In a few month’s time, everyone living in the UK will be expected to fill in the census return so that the government can get its once-a-decade look at the population of the country. As was the case in previous census in 2001, one of the questions will be “what is your religion?” It’s really important to answer that question accurately. And last week the Census Campaign launched in an attempt to persuade people of this fact.
The government uses statistics from the census to justify certain kinds of policy. For example a large number of religion people might indicate that faith schools (or, more accurately, superstition schools) are a good idea. It’s vital that the government have accurate data to base these kinds of decisions on. The campaign suggests that in 2001 a large number of non-religious people ticked a religious box and that therefore the census data over-estimates the number of religious people in the UK.

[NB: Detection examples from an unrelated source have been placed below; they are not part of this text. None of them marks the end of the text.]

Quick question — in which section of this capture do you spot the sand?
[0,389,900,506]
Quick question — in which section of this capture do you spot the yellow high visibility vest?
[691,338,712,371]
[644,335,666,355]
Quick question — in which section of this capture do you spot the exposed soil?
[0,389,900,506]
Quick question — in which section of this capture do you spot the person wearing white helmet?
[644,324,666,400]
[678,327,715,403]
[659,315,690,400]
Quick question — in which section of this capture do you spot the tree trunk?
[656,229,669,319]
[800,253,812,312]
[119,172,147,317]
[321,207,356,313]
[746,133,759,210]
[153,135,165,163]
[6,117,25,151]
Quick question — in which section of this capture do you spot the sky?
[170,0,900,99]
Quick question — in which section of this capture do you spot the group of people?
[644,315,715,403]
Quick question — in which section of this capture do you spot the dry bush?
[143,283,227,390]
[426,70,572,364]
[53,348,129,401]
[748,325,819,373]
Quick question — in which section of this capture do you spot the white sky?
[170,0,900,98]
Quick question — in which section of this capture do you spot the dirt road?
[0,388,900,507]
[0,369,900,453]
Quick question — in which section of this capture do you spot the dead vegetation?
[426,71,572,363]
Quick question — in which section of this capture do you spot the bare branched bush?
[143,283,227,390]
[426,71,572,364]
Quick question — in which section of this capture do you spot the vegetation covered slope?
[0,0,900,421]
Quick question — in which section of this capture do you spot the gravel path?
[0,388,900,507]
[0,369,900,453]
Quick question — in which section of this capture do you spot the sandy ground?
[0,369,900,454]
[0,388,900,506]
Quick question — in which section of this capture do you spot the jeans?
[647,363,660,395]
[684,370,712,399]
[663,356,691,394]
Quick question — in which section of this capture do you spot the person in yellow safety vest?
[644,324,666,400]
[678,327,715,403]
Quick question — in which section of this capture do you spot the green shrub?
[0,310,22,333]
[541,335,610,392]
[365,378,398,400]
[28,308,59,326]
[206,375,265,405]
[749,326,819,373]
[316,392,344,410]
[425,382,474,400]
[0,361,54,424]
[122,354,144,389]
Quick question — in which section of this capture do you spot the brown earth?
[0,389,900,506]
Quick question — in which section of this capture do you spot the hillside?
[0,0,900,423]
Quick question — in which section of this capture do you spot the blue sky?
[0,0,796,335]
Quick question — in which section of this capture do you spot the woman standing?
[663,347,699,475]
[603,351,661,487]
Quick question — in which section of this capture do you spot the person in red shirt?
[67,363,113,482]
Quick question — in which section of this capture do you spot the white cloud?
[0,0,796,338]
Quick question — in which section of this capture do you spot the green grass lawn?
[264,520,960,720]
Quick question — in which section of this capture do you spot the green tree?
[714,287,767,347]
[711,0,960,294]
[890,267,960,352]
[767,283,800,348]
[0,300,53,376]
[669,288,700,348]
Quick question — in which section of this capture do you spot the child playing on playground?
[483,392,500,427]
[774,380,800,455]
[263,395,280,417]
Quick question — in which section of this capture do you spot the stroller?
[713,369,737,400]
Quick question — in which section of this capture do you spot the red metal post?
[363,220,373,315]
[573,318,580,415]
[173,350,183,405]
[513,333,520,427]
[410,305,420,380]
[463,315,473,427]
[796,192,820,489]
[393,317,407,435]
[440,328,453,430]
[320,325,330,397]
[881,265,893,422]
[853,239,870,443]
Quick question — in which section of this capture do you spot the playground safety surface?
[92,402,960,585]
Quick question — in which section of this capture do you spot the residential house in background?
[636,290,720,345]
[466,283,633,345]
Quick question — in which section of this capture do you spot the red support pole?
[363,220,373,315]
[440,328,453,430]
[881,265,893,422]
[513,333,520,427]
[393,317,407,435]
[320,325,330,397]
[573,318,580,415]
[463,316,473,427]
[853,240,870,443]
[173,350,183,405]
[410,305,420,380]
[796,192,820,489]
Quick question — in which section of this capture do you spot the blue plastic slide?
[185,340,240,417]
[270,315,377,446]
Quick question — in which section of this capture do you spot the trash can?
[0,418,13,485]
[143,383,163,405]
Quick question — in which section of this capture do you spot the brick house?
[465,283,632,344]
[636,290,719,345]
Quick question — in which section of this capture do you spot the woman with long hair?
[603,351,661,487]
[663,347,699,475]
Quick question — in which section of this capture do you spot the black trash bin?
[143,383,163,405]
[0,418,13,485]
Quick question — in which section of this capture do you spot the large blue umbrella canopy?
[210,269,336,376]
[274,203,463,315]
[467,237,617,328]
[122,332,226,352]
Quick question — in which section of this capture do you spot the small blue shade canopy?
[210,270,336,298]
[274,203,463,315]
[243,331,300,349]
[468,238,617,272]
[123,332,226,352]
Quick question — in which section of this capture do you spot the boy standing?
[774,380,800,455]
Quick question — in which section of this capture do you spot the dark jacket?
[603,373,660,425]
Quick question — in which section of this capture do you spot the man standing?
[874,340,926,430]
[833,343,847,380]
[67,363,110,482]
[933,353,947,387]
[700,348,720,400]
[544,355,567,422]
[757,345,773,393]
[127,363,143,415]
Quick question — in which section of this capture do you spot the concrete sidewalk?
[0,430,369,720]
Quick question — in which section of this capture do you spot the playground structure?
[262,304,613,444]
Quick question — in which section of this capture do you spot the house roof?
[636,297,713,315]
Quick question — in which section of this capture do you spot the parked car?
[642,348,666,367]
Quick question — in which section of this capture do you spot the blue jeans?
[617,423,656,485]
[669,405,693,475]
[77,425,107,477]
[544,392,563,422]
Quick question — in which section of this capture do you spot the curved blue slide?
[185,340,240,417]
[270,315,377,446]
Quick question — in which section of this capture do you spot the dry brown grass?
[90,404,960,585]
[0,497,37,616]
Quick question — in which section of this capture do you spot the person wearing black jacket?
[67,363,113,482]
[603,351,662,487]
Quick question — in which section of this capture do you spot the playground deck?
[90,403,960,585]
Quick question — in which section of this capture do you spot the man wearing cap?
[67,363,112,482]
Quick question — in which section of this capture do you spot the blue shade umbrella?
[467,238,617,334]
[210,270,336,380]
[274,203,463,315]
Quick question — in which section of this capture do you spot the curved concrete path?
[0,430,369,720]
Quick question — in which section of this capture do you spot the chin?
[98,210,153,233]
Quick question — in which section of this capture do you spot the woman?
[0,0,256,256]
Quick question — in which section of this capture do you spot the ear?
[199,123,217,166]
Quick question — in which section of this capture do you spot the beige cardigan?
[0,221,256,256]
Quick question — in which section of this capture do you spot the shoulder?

There are, of course, a number of reasons why you might tick a religious box. Perhaps you were bought up in a religion which you no longer follow but that you still feel some cultural link with. Or perhaps you think of yourself as christian because you live in a (supposedly) christian country even though you take no part at all in regular christian worship. The campaign would argue (and I would agree with them) that in those cases you’re skewing the statistics by claiming that you are christian.
I assume that the campaign will ramp up over the next six months. But for now, just think about how you would answer the question. Are you really religious? I mean, really?
Oh, and there’s a fund raising drive going on as well. If you donated to the Atheist Bus Campaign, you might consider giving a similar amount of money to this campaign as well.